The study also reveals that meaningful effects showed 4 categories: L, low, M, medium, H, high, VH, very high. The results of this categorization are without a compensation factor. This complements the study of Kiani et al. (2015) and further highlighted the most harmful effects on the environment. However, environmental assessment has been shown to be an effective tool in providing short- and long-term planning for the provision of appropriate and logical ways of using human and natural resources. Knowledge of the community as a whole increases as the environmental assessment relates to the planning process.
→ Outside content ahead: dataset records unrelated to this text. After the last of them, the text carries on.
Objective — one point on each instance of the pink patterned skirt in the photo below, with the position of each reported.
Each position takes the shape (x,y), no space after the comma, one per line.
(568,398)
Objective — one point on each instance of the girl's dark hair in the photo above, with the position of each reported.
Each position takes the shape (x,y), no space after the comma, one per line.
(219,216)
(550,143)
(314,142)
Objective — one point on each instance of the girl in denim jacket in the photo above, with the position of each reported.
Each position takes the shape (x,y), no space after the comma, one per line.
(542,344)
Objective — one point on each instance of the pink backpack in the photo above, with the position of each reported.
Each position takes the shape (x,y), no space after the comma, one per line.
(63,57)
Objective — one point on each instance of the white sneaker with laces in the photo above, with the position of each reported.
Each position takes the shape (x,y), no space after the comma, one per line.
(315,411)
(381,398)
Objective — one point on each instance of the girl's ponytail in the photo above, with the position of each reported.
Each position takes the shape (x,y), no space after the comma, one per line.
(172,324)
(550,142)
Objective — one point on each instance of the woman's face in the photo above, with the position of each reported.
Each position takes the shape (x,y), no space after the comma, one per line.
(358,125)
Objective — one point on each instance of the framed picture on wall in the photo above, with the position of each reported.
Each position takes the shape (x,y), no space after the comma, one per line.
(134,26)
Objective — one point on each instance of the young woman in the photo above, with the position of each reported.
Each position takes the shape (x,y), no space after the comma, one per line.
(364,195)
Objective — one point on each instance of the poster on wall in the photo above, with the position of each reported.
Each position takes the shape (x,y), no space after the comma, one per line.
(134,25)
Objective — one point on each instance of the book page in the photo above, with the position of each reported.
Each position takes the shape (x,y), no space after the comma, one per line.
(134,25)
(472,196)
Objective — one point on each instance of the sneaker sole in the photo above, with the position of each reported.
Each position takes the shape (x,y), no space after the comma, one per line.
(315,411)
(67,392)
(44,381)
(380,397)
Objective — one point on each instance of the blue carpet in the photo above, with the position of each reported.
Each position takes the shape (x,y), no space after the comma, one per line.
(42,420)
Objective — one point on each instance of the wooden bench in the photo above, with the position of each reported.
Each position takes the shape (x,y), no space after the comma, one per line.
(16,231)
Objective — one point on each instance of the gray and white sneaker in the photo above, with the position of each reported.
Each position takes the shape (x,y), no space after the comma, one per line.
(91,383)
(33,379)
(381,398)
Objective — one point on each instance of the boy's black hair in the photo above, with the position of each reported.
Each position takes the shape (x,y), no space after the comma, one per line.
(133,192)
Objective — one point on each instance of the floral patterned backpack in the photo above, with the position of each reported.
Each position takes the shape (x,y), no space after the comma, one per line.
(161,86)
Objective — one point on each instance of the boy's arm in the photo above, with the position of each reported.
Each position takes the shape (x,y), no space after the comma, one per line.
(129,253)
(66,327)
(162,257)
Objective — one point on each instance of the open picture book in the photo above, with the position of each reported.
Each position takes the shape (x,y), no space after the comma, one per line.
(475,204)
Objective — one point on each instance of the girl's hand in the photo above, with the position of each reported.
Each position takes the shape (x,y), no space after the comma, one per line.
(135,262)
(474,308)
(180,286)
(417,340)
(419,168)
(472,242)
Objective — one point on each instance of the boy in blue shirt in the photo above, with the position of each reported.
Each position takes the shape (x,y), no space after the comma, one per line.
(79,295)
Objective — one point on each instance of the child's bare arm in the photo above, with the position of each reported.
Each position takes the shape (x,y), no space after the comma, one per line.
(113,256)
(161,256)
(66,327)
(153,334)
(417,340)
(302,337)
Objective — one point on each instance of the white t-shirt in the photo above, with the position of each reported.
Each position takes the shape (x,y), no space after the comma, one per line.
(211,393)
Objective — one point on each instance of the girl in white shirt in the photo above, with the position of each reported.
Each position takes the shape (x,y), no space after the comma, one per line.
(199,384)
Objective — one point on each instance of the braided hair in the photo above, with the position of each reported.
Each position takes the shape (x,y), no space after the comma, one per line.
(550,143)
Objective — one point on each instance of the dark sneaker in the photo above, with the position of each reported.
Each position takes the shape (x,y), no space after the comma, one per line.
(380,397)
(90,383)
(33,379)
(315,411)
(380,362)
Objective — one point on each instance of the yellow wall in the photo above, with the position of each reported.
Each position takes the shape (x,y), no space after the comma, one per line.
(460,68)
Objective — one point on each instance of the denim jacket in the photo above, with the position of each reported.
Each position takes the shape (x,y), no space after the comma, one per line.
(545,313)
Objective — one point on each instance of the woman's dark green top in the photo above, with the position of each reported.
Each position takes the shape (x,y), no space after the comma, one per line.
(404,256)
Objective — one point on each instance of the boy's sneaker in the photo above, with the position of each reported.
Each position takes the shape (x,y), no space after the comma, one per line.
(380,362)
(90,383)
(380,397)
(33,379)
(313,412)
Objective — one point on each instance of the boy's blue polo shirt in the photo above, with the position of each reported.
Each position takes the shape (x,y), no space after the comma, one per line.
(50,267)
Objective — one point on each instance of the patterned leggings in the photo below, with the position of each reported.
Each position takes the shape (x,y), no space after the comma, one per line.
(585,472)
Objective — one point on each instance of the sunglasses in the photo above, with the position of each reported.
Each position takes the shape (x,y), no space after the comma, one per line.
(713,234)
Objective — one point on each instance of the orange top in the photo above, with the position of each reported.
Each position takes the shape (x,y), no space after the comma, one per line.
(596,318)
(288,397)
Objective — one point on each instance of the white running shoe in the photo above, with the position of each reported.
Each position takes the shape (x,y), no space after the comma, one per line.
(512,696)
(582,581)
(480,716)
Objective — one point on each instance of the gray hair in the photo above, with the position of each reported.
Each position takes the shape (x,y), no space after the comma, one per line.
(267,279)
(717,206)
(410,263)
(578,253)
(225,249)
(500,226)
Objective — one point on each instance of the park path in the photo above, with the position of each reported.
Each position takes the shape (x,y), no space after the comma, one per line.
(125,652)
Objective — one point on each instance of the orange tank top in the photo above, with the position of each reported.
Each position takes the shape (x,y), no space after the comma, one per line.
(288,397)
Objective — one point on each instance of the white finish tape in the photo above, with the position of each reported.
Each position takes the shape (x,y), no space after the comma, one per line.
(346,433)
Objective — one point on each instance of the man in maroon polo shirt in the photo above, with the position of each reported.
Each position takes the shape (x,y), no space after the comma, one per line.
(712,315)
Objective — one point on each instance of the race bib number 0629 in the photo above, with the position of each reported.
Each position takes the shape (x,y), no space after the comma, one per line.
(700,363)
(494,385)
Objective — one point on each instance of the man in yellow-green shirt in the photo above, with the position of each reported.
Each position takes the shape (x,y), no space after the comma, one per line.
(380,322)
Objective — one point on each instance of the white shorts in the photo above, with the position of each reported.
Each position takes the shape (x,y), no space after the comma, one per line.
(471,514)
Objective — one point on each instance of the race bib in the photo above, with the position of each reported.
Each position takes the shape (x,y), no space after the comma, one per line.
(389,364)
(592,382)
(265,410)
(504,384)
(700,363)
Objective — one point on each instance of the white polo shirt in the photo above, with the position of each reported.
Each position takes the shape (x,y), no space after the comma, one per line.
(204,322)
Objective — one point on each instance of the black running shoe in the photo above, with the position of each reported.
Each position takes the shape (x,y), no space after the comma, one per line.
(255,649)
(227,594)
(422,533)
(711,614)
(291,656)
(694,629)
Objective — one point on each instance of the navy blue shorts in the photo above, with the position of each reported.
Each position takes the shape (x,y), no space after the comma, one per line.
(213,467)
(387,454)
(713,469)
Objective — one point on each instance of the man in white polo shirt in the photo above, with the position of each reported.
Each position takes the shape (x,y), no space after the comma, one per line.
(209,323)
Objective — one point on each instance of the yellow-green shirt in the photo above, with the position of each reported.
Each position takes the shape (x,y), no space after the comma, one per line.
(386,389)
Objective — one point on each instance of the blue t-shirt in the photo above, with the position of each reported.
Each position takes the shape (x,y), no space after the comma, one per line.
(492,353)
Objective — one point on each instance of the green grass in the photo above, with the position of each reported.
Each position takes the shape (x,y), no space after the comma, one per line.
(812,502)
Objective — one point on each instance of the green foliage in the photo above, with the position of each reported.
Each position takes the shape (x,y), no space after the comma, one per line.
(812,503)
In addition, when those mostly affected by the impacts of a project are involved in the different stages of EIA and decision-making processes, the chances of the success of the project increase (Lokie et al. 2008; Tantoh and Simatele 2018). This equally aligns with the findings of Rolfe et al. (2005) who noted that public participation in socio-economic impact assessment increases awareness and understanding. This will also prevent irreparable effects on the environment and natural resources (Mittal et al. 2014; Ali et al. 2016).

Conclusion

Environmental impact assessment is an indispensable tool for proper implementation of major projects. However, thematic records show that environmental considerations have been seldom considered in industrial projects in Iran and the consequences of such actions include various pollution and severe destruction and depletion of environmental resources. This study examined the environmental impacts of the Ghayen Cement Industry on environmental components and public health using a mathematical matrix. The results revealed that the effect of the cement factory on the environment produced four categories significant effects: L, low; M, medium; H, high; and VH, very High with adverse effects on human health and the environment. Pollution from cement factories can have irreparable effects on the environment and public health if adequate environmental impact assessment is not conducted and implemented. The type of energy used in the production process equally aggravates pollution. Thus, developers should provide methods to eliminate, reduce, or control possible adverse environmental effects and provide the possibility of renewal, restoration, and compensation of damage to the environment. The study argues that the use of common methods of environmental improvement such as erosion control, proper location of facilities, and the creation of green spaces is essential to mitigate the impacts of projects on the environment. Further research is required to establish an inclusive EIA performance in Iran to explore advance methods and factors that influence EIA implementation and performance. This will oblige industries to take all the mitigation measures into consideration in an eco-friendly style and with an undertaking that they would effectively follow all the norms prescribed by the State from the time to time.